Then, silently, they went on to Elvera.

* * *

It was Abbess Helewise who noticed the marks on Elvera’s throat, purely because, out of delicacy, Josse had left it to her to unfasten the neck of the robe and expose the soft, creamy flesh.

Josse had been inspecting the girl’s hands — the right, which had been in the water, was dead white and crinkled, but the left had been on dry land, and there was something about it he wanted to show the Abbess — when he suddenly noticed Helewise’s stillness.

‘What?’ he asked. ‘What is it?’

Helewise pointed.

Elvera had a long neck, slim, graceful. At the front, neatly, side by side, were two clear thumb marks. And descending down the soft skin behind each ear were two rows of finger marks.

As Josse watched, Helewise put her own hand over the marks. Whoever had done this had hands considerably larger than hers.

‘She was throttled,’ Josse said quietly. ‘I would think, by a man.’

Helewise was stroking the bruised neck, tenderly, as if trying to assuage the pain of the wounds. ‘Throttled,’ she repeated. Then, looking up, she met Josse’s eyes. ‘God help me, but I am so very glad. I was so afraid that she had killed herself,’ she said, speaking rapidly.

He understood. Knew, too, even from his brief experience of her, that, by and by, she would realise what she had just said.

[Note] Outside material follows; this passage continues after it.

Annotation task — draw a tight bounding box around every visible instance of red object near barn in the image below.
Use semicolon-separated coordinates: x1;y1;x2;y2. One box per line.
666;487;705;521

He did not have to wait long. With a sort of gasp, she stopped her ministrations, put both hands to her face and said from behind them, ‘What have I said? Oh, dear God, I’m sorry!’

He watched her anguish, aching with sympathy. He did not know what to do; on balance, it seemed best to do nothing. Pretend he hadn’t noticed. He gave a brief rueful smile; that would be impossible.

After some moments, he said, ‘Abbess, I don’t want to intrude, but Brother Saul…’

She removed her hands from her face. She was ashen, and the anguish in her eyes made his heart ache for her. She said, very quietly, ‘Thank you for the reminder.’ With a visible effort, she pulled herself together. She bent over Elvera’s body, and, as if she were tucking the covers around a sleeping child, rearranged Josse’s tunic over the girl’s head. Then, standing up, she turned to look up the path towards the shrine. ‘Brother Saul is on his way,’ she said, in what sounded very like her normal tone.

Josse looked too. ‘Aye.’ Then, suddenly remembering the mass of footprints at the place where Gunnora had been found, obscuring any trace a fleeing killer might have left, he hurried along the track and spoke briefly to Saul. Then, very aware of both Saul’s and the Abbess’s eyes on him, he began to walk slowly along the path in the other direction.

The short grass on the path was dry, the earth hard-baked, and there was little chance he’d find anything. But then he saw a disturbance in the longer grass between the path and the pond; it looked as if someone’s foot had missed the path and slipped sideways into the softer gound at the edge of the water.

Hardly daring to hope, he knelt down and went forward on all fours.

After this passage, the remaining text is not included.